See the tier reference for the current per-model profile list — five OpenRouter profiles (gpt-oss, gemma-4, llama-3.3, nemotron-3-super, qwen3-coder) plus the first non-OpenRouter template (HuggingFace gpt-oss). Schema reference: docs/reference/model-profiles-schema.md.

Adding a non-OpenRouter profile

The schema accepts a union of providers (openrouter / huggingface / together / groq / cerebras / sambanova / custom). To contribute a profile for a routing layer other than OpenRouter:

  1. Set up the routing — see docs/howto/configure-non-openrouter-providers.md for HuggingFace Inference Providers (primary), Together AI / Groq / Cerebras / SambaNova direct (brief), and self-hosted vLLM / SGLang / TGI (brief).
  2. Fork an existing profile in models/ as your starting template — pick the one with the model family closest to yours.
  3. Update provider: to your routing layer's identifier and add any per-provider fields (hf_routing_policy, endpoint_base_url, etc.) per the schema reference.
  4. Empirical sections (validated_against, community_traces, comparison_traces) start as [] arrays — populated via the contribution paths in § 7.
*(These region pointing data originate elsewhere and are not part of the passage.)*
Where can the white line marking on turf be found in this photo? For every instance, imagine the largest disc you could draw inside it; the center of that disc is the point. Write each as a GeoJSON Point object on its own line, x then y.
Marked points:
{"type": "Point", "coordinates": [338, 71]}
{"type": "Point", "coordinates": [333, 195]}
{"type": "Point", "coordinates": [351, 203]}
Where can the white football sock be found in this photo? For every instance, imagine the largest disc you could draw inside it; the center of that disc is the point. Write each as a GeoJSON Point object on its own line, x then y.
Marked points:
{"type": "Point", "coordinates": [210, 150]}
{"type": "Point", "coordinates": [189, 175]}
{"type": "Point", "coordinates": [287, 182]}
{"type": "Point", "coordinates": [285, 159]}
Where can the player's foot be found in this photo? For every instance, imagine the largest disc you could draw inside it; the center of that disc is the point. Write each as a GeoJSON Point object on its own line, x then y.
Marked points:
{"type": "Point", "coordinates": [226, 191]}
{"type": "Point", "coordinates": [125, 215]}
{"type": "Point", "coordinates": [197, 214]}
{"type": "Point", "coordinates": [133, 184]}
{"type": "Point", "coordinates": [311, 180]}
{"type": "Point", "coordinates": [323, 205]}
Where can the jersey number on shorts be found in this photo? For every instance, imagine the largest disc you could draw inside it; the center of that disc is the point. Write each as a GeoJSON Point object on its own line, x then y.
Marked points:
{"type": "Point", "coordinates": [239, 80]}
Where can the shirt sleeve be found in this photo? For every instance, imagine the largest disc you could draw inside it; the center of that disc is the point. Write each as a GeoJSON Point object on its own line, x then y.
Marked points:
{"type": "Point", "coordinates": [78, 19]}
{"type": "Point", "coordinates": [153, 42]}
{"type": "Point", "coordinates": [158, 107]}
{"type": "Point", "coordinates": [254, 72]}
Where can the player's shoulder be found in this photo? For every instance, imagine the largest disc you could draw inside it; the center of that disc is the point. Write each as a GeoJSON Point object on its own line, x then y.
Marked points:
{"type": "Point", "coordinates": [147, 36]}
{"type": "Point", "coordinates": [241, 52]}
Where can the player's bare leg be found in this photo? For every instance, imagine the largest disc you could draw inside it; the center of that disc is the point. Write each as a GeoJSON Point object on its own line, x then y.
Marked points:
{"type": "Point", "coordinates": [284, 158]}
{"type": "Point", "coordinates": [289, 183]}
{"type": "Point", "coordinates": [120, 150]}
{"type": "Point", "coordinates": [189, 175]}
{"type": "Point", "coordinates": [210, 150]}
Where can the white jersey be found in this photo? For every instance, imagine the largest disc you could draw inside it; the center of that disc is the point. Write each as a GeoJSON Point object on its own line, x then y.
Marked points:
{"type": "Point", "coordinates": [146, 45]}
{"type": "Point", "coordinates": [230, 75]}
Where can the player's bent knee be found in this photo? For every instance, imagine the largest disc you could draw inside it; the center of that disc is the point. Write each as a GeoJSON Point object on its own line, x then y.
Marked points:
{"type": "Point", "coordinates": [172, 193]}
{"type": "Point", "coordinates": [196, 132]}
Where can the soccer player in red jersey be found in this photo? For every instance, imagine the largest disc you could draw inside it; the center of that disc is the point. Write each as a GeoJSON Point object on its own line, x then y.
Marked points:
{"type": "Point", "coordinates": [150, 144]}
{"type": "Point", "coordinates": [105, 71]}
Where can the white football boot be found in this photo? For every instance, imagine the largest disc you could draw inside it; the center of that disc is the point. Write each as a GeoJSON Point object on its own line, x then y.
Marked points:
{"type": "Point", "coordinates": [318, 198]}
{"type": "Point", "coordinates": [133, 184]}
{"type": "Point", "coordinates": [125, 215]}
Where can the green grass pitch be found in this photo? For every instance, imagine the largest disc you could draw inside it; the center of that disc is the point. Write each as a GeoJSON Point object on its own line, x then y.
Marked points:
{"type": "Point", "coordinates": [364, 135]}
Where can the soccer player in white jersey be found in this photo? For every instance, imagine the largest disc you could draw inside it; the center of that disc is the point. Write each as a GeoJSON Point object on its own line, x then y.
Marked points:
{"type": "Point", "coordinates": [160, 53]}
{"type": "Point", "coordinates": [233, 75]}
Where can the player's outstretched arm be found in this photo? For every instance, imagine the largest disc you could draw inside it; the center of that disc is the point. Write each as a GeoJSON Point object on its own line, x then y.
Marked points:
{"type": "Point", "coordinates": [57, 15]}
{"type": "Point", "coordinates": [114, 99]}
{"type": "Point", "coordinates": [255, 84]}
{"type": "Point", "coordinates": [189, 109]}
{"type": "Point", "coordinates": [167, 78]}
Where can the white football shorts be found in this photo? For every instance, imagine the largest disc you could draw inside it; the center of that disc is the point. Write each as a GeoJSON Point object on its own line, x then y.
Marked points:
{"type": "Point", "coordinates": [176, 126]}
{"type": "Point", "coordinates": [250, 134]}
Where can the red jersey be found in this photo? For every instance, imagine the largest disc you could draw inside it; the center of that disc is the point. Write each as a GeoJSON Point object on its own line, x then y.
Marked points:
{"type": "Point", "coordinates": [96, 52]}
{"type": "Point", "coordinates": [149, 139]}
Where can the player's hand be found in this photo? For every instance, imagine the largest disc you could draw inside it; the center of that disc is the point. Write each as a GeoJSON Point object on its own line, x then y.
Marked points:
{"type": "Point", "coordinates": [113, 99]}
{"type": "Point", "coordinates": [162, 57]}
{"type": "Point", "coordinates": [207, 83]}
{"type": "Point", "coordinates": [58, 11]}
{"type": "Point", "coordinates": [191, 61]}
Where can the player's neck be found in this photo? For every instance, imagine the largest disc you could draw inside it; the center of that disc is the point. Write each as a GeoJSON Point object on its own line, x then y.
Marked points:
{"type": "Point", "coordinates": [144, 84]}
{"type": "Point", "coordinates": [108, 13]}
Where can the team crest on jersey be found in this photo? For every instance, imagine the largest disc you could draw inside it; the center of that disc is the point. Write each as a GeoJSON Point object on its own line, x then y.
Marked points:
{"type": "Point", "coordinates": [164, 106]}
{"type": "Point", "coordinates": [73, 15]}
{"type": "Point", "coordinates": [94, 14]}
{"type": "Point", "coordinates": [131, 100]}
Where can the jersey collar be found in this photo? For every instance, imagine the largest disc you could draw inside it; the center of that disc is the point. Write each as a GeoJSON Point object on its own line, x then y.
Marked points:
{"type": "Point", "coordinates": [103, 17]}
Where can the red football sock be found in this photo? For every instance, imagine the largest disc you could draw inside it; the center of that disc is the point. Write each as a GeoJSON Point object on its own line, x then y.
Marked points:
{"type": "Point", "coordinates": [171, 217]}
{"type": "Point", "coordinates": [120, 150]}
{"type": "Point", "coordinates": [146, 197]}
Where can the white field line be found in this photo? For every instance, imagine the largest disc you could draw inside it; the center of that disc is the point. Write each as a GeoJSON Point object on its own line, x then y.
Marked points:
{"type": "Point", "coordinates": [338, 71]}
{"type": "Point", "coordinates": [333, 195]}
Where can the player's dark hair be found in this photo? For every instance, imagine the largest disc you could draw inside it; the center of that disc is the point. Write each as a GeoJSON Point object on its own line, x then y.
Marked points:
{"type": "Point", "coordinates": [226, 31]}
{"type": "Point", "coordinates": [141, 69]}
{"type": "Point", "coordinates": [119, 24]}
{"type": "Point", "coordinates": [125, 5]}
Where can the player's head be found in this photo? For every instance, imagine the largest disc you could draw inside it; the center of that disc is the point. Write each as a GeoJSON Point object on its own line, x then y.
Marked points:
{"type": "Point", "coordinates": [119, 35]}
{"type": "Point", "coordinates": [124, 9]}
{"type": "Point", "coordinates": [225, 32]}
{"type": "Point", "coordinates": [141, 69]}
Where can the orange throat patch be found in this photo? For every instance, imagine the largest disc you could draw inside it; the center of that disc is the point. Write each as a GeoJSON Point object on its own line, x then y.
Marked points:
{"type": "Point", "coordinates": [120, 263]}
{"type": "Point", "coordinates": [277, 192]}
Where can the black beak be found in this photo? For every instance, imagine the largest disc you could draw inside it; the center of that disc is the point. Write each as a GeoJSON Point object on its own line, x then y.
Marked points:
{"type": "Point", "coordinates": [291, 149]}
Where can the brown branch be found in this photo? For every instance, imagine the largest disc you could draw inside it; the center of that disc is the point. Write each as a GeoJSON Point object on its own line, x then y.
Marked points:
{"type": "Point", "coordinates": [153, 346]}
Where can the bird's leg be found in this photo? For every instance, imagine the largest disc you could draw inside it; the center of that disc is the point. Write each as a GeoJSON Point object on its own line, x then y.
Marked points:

The first non-OpenRouter template — models/huggingface-openai-gpt-oss-120b.yaml — was added under issue #482 to demonstrate the pattern; community contributions for HuggingFace, self-hosted, or direct-provider profiles are welcomed.

Share your findings (community research)

Every operator running a custom Tier C agent is producing data the rest of the community needs. Helmdeck explicitly invites trace reports per use case. Three contribution paths:

Profile contribution

If you customize a profile for a new model (or refine an existing one), open a PR to models/<provider>-<model>.yaml with your trace evidence in the community_traces[] field. The schema:

community_traces:
- contributor: <your-github-handle or "anonymous">
use_case: <short label, e.g., "security-research-publishing">
session_date: <YYYY-MM-DD>
metric_summary:
real_pack_calls: <int>
verify_manifest_called: <bool>
all_present: <bool>
hallucination_count: <int>
simplification_observed: <bool>
decision: <"profile-works" | "profile-helps-partially" | "profile-not-enough" | "no-profile-needed">
notes: <one or two lines>
pr_or_issue_url: <link>

Use-case contribution

If you used an existing profile on a new use case (research summarizer, code reviewer, compliance auditor, etc.) with different results from the maintainer's baseline use case, open an issue on tosin2013/helmdeck with the trace excerpt and comparison metrics. Tag with field-report.

Failure-mode contribution

If you hit a new failure mode (not skipped / hallucinated / simplified — those are the three we've documented), file an issue tagged field-report with the trace data. We're building a vocabulary of Tier C failure modes; novel ones strengthen the whole community's understanding.

You'll be credited per CONTRIBUTING.md. Contribution is optional, not gated — helmdeck remains usable without it. We're all doing this together.